Al fianco del leader il non meno prestigioso bassista Alan Thomson, per tre decenni a fianco di John Martyn il leggendario chitarrista scomparso vent’anni anni fa. A differenza di quel che resta dei Jethro Tull, Barre non ha scelto il percorso della riproposizione nostalgica di un passato glorioso ma ormai asfittico e senza prospettive. I nuovi arrangiamenti acustici e intimi degli storici brani che lui stesso aveva contribuito a rendere immortali, ridonano energia e spessore del tutto nuovi a quelle note dimostrando la loro versatilità e la vena più autentica e creativa del chitarrista scozzese. Per niente snaturate nella nuova veste, alcune vecchie canzoni sono state accompagnate dagli applausi ritmati del pubblico che ha perfettamente colto la raffinatezza del lavoro di Barre che ha recentemente pubblicato un interessante doppio album, MLB Celebrates 50 Years of Jethro Tull, che contiene un concerto e tutta una serie di vecchi brani in versione piacevolmente intima e acustica.
Oltre a brani del tutto originali appartenenti alla carriera solistica del chitarrista, spiccano tra tutte le canzoni la classica Skating Away con i suoi versi sognanti e malinconici (Skating away on the thin ice of the new day) la divertente Fat Man (Roll us both down a mountain and I’m sure the fat man would win) e, naturalmente, la definitiva e iconica Locomotive Breath (The train it won’t stop going.

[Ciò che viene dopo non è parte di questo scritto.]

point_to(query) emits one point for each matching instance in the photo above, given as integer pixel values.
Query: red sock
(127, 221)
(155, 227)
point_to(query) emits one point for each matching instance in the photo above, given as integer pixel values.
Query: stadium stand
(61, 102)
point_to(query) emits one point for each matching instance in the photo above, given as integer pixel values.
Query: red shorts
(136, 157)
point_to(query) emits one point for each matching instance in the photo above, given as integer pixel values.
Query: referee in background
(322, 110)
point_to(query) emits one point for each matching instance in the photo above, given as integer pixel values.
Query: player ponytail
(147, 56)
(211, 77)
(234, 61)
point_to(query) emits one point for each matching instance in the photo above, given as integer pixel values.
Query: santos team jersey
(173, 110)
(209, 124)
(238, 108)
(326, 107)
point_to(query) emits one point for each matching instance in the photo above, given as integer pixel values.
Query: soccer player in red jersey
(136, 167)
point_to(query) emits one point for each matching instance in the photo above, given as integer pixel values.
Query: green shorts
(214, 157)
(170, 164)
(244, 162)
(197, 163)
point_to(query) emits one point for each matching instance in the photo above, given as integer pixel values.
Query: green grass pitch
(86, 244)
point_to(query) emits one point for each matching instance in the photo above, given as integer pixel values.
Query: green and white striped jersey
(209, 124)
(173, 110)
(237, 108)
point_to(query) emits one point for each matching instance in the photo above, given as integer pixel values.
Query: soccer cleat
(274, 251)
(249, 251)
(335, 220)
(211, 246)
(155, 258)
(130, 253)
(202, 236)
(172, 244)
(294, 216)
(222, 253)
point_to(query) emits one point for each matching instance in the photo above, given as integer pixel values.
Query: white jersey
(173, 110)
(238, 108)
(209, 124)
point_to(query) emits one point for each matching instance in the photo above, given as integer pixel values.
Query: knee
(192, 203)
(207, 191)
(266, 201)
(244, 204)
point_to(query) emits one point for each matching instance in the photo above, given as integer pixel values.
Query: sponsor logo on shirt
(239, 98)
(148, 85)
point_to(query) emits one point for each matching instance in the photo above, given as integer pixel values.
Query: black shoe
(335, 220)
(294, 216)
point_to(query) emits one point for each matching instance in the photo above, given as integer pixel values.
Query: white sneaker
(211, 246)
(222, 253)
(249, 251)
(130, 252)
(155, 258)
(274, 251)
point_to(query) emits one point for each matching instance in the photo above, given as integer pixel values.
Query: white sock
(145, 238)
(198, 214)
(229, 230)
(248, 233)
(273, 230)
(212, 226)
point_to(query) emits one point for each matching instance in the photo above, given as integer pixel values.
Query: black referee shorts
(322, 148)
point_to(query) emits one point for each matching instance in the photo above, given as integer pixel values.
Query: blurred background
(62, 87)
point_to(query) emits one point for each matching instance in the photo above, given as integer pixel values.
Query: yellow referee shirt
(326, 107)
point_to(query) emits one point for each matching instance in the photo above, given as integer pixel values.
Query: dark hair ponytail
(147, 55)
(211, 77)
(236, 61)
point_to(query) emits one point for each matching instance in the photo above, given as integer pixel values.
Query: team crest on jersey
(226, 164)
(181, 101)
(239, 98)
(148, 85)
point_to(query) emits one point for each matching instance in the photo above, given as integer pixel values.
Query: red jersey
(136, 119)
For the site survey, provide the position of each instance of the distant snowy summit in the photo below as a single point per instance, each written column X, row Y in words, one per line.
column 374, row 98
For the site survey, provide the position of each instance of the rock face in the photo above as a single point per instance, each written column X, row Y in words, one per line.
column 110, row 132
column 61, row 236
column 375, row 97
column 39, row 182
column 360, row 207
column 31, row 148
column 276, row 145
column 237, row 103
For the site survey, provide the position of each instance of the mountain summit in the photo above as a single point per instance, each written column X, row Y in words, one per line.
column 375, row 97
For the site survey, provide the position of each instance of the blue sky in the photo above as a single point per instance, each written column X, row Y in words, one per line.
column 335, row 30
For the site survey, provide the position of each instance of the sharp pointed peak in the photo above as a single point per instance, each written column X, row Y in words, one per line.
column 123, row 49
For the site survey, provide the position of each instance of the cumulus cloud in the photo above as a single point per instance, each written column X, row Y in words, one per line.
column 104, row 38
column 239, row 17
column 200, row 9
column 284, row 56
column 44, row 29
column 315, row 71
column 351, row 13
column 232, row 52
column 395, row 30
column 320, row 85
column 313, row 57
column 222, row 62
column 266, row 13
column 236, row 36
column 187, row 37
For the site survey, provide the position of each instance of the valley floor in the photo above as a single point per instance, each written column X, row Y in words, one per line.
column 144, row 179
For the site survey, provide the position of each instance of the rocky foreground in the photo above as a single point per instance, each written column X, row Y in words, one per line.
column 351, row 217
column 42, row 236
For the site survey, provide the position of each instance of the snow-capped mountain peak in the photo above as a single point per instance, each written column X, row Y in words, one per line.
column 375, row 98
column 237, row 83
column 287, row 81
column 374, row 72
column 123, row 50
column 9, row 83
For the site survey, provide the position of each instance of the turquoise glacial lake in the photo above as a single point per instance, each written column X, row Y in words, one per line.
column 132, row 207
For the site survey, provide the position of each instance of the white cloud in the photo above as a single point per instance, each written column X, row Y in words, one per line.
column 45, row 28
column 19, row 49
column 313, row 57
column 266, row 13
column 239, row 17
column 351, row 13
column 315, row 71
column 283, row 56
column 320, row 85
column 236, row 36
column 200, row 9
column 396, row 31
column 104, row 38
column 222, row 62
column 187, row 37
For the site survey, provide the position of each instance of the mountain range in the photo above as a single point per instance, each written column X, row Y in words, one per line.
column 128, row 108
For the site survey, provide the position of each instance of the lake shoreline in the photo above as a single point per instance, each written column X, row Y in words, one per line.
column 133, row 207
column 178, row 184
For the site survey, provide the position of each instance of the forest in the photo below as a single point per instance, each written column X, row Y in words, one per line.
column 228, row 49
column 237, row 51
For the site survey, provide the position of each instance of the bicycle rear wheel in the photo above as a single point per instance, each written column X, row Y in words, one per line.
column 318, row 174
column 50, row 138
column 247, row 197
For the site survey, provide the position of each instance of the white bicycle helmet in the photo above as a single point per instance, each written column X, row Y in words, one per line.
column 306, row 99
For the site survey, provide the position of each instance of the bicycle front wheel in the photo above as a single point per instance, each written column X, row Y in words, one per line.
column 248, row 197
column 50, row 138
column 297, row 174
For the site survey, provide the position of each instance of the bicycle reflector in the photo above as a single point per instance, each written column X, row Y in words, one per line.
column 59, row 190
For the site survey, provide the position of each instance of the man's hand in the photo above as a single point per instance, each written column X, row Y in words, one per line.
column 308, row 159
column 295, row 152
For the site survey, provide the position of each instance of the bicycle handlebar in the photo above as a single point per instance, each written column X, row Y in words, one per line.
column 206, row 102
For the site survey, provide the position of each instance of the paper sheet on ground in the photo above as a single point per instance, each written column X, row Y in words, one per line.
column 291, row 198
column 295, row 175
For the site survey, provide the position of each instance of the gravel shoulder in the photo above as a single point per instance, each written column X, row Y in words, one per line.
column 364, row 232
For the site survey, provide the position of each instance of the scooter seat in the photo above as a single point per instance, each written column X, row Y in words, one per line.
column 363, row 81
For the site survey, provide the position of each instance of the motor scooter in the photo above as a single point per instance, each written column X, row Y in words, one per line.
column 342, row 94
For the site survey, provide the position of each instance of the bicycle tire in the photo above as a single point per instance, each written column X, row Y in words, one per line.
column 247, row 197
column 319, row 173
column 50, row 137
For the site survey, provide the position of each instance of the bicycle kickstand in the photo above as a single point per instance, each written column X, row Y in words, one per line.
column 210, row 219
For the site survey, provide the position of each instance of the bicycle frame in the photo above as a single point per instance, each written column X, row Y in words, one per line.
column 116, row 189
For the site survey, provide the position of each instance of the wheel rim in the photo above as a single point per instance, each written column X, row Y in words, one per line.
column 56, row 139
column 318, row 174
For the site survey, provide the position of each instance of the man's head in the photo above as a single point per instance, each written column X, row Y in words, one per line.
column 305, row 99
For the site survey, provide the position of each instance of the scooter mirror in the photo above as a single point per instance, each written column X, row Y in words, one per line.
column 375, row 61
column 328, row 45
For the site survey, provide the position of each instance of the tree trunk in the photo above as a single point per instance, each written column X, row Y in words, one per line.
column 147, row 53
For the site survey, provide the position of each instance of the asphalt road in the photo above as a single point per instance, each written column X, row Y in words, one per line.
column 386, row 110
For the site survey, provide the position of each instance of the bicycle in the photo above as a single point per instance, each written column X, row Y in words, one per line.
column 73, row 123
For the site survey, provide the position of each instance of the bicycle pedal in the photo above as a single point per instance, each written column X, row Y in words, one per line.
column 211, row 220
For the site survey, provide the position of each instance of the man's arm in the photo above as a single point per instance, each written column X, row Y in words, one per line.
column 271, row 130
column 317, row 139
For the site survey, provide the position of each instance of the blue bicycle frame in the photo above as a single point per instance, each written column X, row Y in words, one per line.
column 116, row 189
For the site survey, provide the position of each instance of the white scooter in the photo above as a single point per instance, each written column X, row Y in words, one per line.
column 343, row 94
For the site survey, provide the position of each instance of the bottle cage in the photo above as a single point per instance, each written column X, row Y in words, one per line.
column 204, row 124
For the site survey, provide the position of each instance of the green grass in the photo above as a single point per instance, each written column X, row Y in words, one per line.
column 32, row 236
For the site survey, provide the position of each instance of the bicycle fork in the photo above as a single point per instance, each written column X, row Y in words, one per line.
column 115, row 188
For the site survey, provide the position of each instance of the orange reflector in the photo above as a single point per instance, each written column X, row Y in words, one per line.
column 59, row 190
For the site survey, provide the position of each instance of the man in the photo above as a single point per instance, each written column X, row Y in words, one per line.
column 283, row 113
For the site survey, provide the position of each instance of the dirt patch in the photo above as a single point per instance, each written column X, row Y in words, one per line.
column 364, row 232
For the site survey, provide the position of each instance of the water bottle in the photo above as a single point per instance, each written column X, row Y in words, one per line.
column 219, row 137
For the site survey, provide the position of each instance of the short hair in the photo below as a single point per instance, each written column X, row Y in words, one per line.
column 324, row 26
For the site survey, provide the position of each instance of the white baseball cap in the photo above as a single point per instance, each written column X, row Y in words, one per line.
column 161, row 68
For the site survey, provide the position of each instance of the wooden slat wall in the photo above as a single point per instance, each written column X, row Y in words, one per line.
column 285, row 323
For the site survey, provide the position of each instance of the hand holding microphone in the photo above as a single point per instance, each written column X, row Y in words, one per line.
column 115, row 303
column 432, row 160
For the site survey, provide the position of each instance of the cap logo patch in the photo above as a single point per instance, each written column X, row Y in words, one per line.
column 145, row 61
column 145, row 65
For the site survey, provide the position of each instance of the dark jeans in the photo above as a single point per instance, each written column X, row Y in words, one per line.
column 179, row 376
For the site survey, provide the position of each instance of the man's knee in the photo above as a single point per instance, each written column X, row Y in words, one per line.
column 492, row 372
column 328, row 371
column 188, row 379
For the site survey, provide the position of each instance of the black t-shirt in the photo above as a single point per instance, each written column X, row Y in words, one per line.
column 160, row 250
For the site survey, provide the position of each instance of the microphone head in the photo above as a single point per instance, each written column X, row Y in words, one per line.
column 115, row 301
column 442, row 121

No way to slow down). Del tutto inaspettato, invece, l’omaggio al padre del Delta Blues Robert Johnson e al suo diabolico crocicchio (Cross Road Blues) dove, al quale almeno una volta nella vita ogni appassionato di musica afroamericana ha sognato di recarsi in devoto pellegrinaggio.
Giorgio Vasari, nel suo Le vite de’più eccellenti pittori, scultori e architettori, scrive che Leonardo costruì una lira d’argento a forma di teschio di cavallo, grazie alla quale vinse una sfida tra musicisti organizzata da Ludovico il Moro al Castello Sforzesco di Milano. A questo punto, ricordandoci dei suoi autoritratti con barbone e capelli lunghi anche da vecchio, con un pizzico di irriverenza, possiamo riconoscerlo tranquillamente come il primo rocker con tanto di chitarra a teschio. Leonardo da Vinci, in quel di Woodstock, non avrebbe certo sfigurato nella line up dei Jefferson Airplane o accanto a Gerry Garcia nei Grateful Dead.
Lunga vita a Madama la chitarra! Evviva Madame Guitar!